Steve: There you go. I can’t keep both. Well, why do you want to do this? And what? You really peel the onion? It’s cool. Well, yeah, it might be cool, but, you know, like, that’s the bullshit part of entrepreneurship. The reason why artists and founders need to be passionate is it sucks 95% of the time. Yeah, you’re failing. Your co-founders are quitting or they’re, you know, or they’re too stoned most of the time to show up for work. Or, you know what? Or like you can’t attract money or your your board is beating the crap out. I mean, that’s what it’s all our customers are. Forget about culinary. We don’t have it. I mean, that’s 95% of the time. If you’re not driven through those bad times by passion and drive and the just the desire to make something happen, you’re going to just quit it the first time it gets it gets better. Yeah. And that’s and you can’t teach that, but you can teach entrepreneurship to those who volunteer. That’s the answer to your question. And it does that make sense?
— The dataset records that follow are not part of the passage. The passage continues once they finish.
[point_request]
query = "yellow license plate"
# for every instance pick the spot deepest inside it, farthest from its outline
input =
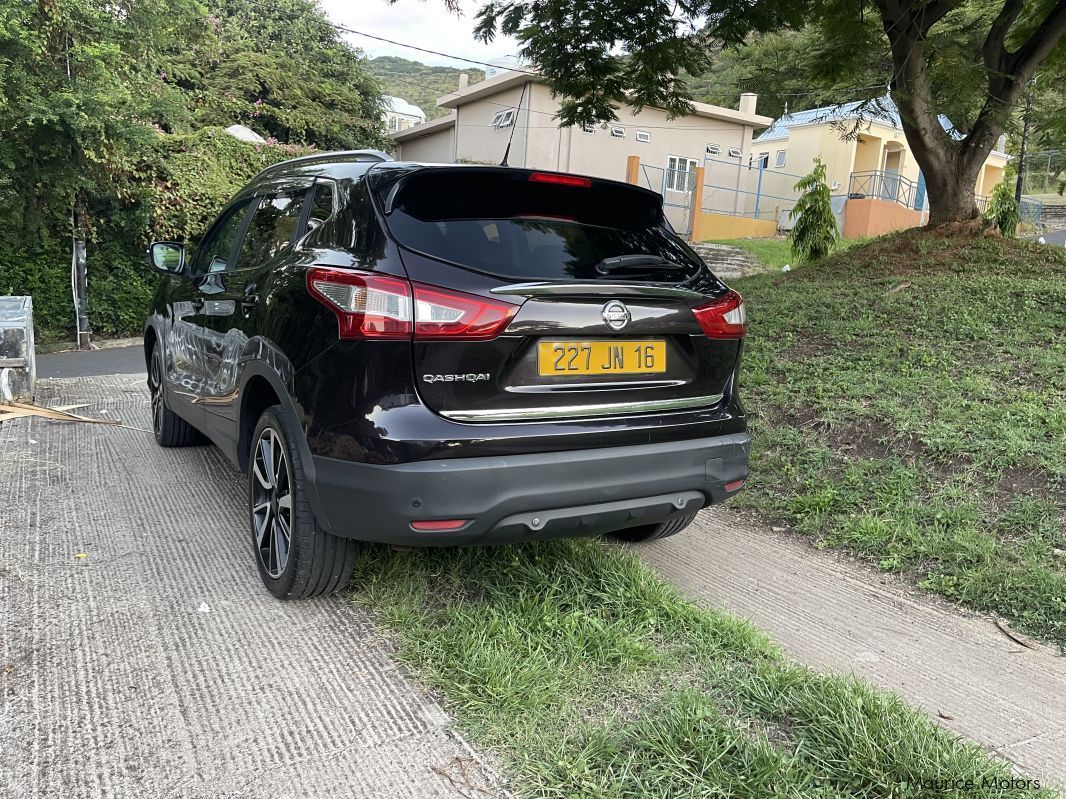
(601, 357)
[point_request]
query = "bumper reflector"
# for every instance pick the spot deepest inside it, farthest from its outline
(438, 524)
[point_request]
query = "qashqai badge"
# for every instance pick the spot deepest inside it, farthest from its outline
(616, 315)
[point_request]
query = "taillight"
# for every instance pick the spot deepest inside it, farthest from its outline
(380, 307)
(367, 306)
(724, 318)
(447, 314)
(561, 179)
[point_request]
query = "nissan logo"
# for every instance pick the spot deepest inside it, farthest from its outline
(616, 315)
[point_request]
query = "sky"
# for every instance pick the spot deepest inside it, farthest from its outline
(423, 22)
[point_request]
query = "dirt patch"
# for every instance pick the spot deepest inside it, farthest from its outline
(1020, 480)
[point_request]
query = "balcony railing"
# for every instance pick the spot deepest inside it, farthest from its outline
(884, 185)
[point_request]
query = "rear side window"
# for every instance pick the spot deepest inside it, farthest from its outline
(272, 229)
(321, 206)
(507, 225)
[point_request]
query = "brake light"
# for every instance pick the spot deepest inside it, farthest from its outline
(724, 318)
(367, 306)
(448, 314)
(560, 179)
(380, 307)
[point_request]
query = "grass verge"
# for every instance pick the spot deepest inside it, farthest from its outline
(591, 677)
(907, 402)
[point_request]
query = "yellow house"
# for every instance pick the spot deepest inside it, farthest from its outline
(875, 164)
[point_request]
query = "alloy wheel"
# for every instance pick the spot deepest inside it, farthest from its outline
(156, 389)
(271, 502)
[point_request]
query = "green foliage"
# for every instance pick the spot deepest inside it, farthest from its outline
(107, 110)
(814, 231)
(1003, 209)
(887, 444)
(936, 59)
(281, 69)
(418, 83)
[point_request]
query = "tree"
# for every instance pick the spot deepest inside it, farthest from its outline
(283, 69)
(814, 232)
(599, 53)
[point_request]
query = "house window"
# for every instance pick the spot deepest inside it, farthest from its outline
(681, 174)
(503, 118)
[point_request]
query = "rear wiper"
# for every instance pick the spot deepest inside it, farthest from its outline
(619, 263)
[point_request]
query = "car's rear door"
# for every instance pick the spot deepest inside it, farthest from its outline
(231, 315)
(610, 309)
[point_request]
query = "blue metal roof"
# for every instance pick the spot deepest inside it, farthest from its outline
(879, 109)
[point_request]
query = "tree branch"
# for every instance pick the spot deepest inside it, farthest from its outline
(994, 49)
(1044, 38)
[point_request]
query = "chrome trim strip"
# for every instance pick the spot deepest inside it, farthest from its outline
(576, 411)
(625, 290)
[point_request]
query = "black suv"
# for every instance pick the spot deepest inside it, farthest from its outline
(447, 355)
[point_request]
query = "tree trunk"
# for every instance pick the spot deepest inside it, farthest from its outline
(950, 183)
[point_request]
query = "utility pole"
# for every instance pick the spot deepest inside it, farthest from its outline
(1024, 141)
(79, 275)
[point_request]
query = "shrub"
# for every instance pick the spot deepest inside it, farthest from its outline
(814, 232)
(1003, 209)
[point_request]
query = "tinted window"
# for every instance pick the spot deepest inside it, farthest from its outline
(215, 251)
(272, 228)
(321, 206)
(503, 224)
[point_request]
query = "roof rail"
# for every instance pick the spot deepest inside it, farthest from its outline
(325, 158)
Bronson: That makes perfect sense.

Steve: And I never got that right because we were confusing where we taught it in business schools or engineering schools versus how we should teach it and how we should teach those. Just go look at our curriculum. It’s okay. We teach survey classes. For Arts for everybody. We should teach survey classes for entrepreneurship. We teach theory for art, like, you know, mixing color, a 3-D perspective. We should teach theory for, you know, on and other stuff. But the rest of the art curriculum is hands on an experiential. And that’s what we’ve been missing, is how to write a business plan and do a PowerPoint deck. That experience that you get out of the building. And in my class, you have to talk to a hundred customers in ten weeks. Let me tell you, that’s experiential. Absolutely. Well, you might hate me by the time you’re done. You will know how to actually mix paint and, you know, like, figure out how to do art. Yeah. As I.
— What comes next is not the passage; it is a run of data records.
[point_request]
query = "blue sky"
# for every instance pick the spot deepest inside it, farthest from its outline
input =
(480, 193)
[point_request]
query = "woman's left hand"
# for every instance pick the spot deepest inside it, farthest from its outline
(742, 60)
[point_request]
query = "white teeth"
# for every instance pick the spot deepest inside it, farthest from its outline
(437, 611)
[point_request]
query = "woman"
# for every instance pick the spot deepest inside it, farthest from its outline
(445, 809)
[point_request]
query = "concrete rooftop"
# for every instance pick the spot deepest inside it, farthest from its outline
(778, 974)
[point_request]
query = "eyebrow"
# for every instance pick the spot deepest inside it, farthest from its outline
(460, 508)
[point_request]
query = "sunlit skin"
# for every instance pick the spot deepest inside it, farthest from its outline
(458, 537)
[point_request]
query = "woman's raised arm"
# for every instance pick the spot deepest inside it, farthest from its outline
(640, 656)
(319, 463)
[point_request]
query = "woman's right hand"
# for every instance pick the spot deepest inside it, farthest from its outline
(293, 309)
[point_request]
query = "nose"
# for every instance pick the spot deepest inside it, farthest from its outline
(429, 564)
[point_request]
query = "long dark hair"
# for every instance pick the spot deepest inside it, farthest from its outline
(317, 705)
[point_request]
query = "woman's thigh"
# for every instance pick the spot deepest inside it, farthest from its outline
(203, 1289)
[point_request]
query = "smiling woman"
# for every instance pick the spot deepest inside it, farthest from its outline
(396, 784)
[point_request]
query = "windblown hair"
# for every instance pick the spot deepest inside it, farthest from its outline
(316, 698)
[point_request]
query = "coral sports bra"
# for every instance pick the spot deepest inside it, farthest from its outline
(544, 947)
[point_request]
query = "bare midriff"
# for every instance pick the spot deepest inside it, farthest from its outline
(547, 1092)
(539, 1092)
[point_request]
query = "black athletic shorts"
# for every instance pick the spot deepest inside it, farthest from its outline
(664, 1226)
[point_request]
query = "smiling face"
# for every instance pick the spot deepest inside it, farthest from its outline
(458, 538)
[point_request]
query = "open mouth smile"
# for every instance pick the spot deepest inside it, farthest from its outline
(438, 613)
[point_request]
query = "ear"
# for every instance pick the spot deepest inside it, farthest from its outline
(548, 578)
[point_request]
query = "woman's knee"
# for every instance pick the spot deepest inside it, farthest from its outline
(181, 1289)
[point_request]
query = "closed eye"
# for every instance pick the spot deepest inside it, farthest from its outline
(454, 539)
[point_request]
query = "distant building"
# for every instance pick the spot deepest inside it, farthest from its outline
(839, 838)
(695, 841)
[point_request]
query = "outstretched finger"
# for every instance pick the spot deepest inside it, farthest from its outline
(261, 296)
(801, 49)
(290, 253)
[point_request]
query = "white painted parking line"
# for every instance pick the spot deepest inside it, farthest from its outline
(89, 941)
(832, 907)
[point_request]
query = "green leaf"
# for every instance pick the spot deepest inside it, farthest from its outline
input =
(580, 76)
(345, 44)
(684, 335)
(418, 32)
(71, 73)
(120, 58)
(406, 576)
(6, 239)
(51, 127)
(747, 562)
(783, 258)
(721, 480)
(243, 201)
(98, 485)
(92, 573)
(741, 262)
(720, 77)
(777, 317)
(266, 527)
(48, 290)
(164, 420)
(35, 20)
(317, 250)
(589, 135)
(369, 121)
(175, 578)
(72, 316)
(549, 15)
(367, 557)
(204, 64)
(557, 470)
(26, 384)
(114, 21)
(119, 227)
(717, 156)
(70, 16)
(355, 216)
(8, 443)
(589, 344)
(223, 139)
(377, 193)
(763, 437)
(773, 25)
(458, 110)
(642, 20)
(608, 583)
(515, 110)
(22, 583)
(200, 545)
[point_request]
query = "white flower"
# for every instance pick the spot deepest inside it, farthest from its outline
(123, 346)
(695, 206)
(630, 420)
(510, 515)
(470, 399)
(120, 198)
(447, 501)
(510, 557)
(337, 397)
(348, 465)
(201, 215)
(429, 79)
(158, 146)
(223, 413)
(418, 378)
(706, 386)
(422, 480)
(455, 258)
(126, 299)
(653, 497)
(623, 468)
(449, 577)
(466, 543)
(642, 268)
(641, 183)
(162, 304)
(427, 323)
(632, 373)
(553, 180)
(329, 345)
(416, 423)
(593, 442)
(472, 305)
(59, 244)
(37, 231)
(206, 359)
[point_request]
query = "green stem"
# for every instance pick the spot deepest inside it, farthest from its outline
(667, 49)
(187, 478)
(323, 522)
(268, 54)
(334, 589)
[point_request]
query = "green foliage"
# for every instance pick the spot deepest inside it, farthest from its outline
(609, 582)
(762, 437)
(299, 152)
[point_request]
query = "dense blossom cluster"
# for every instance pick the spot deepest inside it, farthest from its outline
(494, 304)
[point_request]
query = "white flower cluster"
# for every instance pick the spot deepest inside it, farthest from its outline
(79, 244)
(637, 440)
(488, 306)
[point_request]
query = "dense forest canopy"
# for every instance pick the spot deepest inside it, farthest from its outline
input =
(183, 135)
Bronson: Answer question. That’s great. Well, Steve, this has been an incredible interview. I have one last question. If the high level fortune cookie question, you can answer it any way you want. But what’s the best advice you have for anyone that’s currently in a startup and they’re trying to grow it? What would you say to them? Obviously, you don’t know the details of their situation, but.
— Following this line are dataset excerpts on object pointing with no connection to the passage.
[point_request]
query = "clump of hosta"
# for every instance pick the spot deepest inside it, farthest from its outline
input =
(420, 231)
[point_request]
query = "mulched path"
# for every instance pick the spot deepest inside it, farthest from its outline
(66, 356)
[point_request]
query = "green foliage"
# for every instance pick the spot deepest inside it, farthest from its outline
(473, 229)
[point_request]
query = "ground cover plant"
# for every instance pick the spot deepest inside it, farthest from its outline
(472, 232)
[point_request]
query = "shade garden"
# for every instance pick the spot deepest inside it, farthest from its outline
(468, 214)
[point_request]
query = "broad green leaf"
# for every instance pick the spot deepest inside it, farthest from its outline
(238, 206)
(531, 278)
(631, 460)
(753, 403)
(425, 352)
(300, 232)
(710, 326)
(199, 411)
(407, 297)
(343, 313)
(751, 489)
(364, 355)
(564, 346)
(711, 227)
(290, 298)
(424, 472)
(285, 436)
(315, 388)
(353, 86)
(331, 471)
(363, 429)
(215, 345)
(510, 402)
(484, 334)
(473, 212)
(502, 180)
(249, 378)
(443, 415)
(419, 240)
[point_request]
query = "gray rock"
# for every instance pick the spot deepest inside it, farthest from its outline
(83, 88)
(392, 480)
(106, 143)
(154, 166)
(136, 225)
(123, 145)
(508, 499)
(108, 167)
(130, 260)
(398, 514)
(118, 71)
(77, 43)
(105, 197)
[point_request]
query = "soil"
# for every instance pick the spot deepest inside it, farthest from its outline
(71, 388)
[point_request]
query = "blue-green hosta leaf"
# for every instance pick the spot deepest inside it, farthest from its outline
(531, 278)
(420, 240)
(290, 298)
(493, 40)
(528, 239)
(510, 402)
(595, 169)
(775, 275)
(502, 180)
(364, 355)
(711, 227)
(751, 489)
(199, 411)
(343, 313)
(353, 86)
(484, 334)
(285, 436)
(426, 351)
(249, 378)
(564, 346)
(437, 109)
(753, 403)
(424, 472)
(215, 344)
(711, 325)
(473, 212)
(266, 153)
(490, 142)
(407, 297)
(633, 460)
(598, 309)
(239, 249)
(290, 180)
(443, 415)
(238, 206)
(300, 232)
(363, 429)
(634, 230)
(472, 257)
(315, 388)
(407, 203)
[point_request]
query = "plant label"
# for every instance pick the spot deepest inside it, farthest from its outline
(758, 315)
Steve: Just never, never give up. You know, entrepreneurship is just the pursuit when everybody else thinks you’re crazy. And by the way, you have to be and you have to decide that this is the thing you want to do with your life. Any time it feels like a job, you know, no one’s forcing you to do this other than you and I. To actually be honest, try to discourage people from becoming entrepreneurs because the ones who will make it are the ones who see things up there that other people don’t. But they can convince you. Good luck. Barely. What do you mean? No, no, no. Look. Look over there. Come with me. And get rational people to quit their jobs. You know, whatever to do that. If that’s who you are, then for God’s sake, stick to it. And if it’s not this one, it’ll be the next one. This was my entire career, and I have never once thought I would have done wanted to do some other job. It’s the most exciting time in the world to be an entrepreneur. And just congratulations to all your viewers who are doing it. Thanks for the time.

Bronson: Well, it’s awesome. Steve, thank you so much for coming on Growth Hacker TV.

Steve: All right. Take care. Bye bye.